Desde sus inicios, hasta consolidarse como el mejor coequipero para que Red Bull Racing lograra ganar el campeonato mundial, su vínculo con el fútbol y colocarse entre los mejores deportistas de nuestro país, este 2026 no solo regresará a las pistas con Cadillac, también celebra su cumpleaños 36 esperando que sea el mejor de su carrera.

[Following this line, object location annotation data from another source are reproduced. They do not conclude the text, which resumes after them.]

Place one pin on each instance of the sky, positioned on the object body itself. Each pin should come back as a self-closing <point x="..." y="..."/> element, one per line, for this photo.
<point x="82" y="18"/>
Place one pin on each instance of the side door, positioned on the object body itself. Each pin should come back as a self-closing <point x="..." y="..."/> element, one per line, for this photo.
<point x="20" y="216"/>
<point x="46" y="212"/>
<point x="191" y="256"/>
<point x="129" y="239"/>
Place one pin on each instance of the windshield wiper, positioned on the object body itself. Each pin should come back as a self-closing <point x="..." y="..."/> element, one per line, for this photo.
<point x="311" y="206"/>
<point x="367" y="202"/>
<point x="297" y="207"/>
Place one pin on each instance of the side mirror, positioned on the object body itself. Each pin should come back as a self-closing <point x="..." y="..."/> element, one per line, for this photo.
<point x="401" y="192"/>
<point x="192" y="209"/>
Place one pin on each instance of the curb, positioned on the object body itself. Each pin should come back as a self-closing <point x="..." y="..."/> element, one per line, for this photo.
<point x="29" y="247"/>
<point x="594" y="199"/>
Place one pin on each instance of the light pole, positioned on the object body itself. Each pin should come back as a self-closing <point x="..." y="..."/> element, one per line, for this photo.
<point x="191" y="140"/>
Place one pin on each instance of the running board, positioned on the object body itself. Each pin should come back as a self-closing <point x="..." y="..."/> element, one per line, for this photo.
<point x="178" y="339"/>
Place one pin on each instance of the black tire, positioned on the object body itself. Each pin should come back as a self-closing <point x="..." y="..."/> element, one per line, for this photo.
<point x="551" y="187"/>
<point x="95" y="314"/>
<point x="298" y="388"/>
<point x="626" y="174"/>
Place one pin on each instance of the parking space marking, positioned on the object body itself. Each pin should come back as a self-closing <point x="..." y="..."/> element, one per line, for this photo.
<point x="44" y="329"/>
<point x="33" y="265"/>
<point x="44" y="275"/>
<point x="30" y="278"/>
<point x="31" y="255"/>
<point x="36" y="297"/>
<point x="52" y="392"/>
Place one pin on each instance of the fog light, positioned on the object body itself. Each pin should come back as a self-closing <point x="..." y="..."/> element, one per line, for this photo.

Los cinco mejores momentos de Checo
Además de tener un talento nato para el volante, Sergio Pérez se ha consolidado como una figura pública muy querida por el público mexicano. Su carisma y buena relación con sus fanáticos lo convirtieron en un ejemplo para los más pequeños. Si quieres conocer más del piloto, te dejamos aquí cinco datos curiosos sobre él:
1. El número 11: Un tributo al fútbol
Aunque hoy lo vemos dominar los circuitos, el corazón de Checo latía originalmente por el fútbol. Su dorsal, el número 11, no fue elegido al azar por cuestiones de aerodinámica o suerte numérica. Es un homenaje a su ídolo de la infancia, el delantero chileno Iván “Bam-Bam” Zamorano, quien portaba ese número cuando jugaba para el Club América, equipo del cual Pérez es un ferviente seguidor.

2. Una fobia muy particular: La tripofobia
A pesar de estar acostumbrado a velocidades superiores a los 300 km/h y situaciones de alto riesgo, hay algo que realmente inquieta al piloto: la tripofobia. Checo ha confesado sentir una repulsión extrema o ansiedad al ver patrones repetitivos de figuras geométricas muy juntas, como pequeños hoyos o agujeros (comunes en panales de abejas o ciertas esponjas). Curiosamente, esto no parece afectarle al mirar la textura de los neumáticos o los controles de su volante.

3. De la pista a la Bolsa de Valores
Si no estuviera al volante de un monoplaza, Checo probablemente estaría frente a un monitor de Wall Street. El piloto ha declarado en varias ocasiones que, de no haber sido deportista, le habría encantado ser banquero o abogado. De hecho, tiene una rutina matutina inamovible: lo primero que hace al despertar, incluso antes de entrenar, es revisar cómo amaneció la Bolsa de Valores y los mercados financieros.

4. Sus humildes inicios en un restaurante alemán
Cuando Checo se mudó a Europa a los 15 años para perseguir su sueño, el camino no fue glamuroso. Durante su etapa en la Fórmula BMW en Alemania, el joven piloto vivió en un restaurante propiedad de su jefe de equipo. Dormía en una habitación pequeña sobre la cocina y, en ocasiones, ayudaba en las labores del establecimiento. Fue esa soledad y disciplina la que forjó el carácter resiliente que hoy presume en la Fórmula 1.

5. Su primer accidente... por unos tenis
Incluso los mejores conductores del mundo tienen un historial. El primer coche de Checo fue un Chevy plateado heredado de sus hermanos. El destino de ese vehículo fue trágico: terminó chocado. ¿La razón? El joven Sergio conducía a toda prisa de regreso a casa porque había olvidado sus zapatos de fútbol para un partido. La ironía de chocar un auto por las prisas de llegar a una cancha de fútbol define perfectamente sus dos grandes pasiones.